A Pfizer desistiu da briga judicial sobre uma patente relacionada ao Viagra, a de um mecanismo de inibição de enzima - a pirazolopirimidinona (PDE5) - envolvida na impotência. Apesar de ser considerada uma vitória pelo Instituto Nacional de Propriedade Industrial (INPI), o desfecho ainda não abre caminho para a criação da versão genérica do medicamento.

Em outra ação, a Pfizer pede a prorrogação da patente do princípio ativo de 2010 para 2011.

“Assistimos nos últimos tempos a vários pedidos para ampliar o período de patente”, afirma a procuradora federal e coordenadora do contencioso do INPI, Vânia Lindoso. Os processos têm como ponto de partida o pipeline, mecanismo que reconheceu automaticamente a patente de medicamentos concedida em outros países antes de a lei brasileira sobre o tema entrar em vigor.

Foi uma espécie de proteção retroativa. Tanto na patente do princípio ativo do Viagra quanto no da inibição da enzima envolvida na disfunção erétil, a proteção foi obtida por meio de Pipeline. O INPI foi comunicado oficialmente da decisão da Pfizer sobre a PDE5 em dezembro. A indústria brigava na Justiça para manter o reconhecimento da patente, que havia sido revogada no país de origem, a Inglaterra. Um acordo havia sido feito e a ação caminhava para o fim, quando o INPI pediu que o processo continuasse.

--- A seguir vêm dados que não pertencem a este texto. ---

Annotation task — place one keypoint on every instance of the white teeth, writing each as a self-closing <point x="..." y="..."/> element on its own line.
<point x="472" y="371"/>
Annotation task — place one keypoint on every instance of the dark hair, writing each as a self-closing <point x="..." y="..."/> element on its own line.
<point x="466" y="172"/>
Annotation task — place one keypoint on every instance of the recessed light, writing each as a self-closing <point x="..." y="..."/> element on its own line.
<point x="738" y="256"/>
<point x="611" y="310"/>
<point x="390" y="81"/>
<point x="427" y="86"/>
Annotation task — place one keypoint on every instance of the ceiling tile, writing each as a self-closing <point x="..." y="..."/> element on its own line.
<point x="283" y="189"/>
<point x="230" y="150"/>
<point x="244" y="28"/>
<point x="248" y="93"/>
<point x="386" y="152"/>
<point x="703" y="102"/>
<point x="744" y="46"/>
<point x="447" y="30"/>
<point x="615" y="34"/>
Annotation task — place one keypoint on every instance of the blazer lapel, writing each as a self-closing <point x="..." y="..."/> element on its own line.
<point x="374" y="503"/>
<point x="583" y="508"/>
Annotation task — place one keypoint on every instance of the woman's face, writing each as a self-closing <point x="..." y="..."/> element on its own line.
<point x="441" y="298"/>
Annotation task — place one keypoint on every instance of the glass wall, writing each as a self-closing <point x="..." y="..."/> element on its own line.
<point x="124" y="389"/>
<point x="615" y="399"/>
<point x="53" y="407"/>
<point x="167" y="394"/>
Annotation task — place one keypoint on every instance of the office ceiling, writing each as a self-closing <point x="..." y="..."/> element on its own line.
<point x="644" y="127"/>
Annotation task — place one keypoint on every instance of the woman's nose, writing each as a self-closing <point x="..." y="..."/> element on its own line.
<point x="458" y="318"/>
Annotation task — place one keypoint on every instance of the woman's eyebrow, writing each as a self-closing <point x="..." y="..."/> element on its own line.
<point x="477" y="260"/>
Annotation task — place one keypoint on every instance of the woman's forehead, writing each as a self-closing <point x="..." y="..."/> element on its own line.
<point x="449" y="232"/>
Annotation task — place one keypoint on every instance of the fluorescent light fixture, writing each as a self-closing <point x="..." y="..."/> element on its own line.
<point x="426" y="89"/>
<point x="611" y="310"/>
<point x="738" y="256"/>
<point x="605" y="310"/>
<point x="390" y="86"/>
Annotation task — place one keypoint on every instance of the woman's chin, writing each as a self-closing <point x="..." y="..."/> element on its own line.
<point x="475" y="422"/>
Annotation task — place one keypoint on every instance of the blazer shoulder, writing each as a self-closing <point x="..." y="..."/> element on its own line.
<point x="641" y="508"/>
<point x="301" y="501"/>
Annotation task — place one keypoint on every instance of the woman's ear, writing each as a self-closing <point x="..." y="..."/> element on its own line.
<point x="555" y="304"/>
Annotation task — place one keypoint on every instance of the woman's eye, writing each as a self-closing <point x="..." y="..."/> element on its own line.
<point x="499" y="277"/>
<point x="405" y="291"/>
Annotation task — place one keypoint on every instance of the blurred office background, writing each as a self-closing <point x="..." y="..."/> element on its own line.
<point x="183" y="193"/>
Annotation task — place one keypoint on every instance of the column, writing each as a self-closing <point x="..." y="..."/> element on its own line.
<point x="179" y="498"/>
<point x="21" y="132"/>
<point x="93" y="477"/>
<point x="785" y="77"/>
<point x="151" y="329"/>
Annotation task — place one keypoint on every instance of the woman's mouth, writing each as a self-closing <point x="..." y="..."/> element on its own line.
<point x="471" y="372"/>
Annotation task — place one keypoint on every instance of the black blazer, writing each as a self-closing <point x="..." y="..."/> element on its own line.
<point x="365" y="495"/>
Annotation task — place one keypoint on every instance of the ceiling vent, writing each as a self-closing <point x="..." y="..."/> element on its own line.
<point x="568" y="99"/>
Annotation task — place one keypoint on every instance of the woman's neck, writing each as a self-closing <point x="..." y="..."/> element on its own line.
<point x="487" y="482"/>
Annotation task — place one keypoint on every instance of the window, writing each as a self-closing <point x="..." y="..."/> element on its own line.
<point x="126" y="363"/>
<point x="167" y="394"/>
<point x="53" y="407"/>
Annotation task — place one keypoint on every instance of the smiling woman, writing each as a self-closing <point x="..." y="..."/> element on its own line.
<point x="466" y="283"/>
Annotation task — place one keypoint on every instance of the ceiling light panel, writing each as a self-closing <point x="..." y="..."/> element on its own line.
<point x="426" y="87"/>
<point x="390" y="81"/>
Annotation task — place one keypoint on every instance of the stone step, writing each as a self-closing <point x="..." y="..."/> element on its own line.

A estratégia era ter em mãos uma sentença judicial que apoiasse a tese de que uma patente anulada em outro país de origem poderia abrir caminho também para a anulação da patente concedida no Brasil. Depois de perder no Tribunal Regional Federal, a Pfizer ingressou com recurso, mas acabou desistindo. Agora as atenções se voltam para o outro processo, a da patente sobre o princípio ativo do Viagra. Vânia afirma que a empresa justifica seu pedido de prorrogação no fato de a patente ter sido oficialmente reconhecida no escritório de patente europeu um ano depois de o pedido haver sido depositado. As informações são do jornal O Estado de S. Paulo.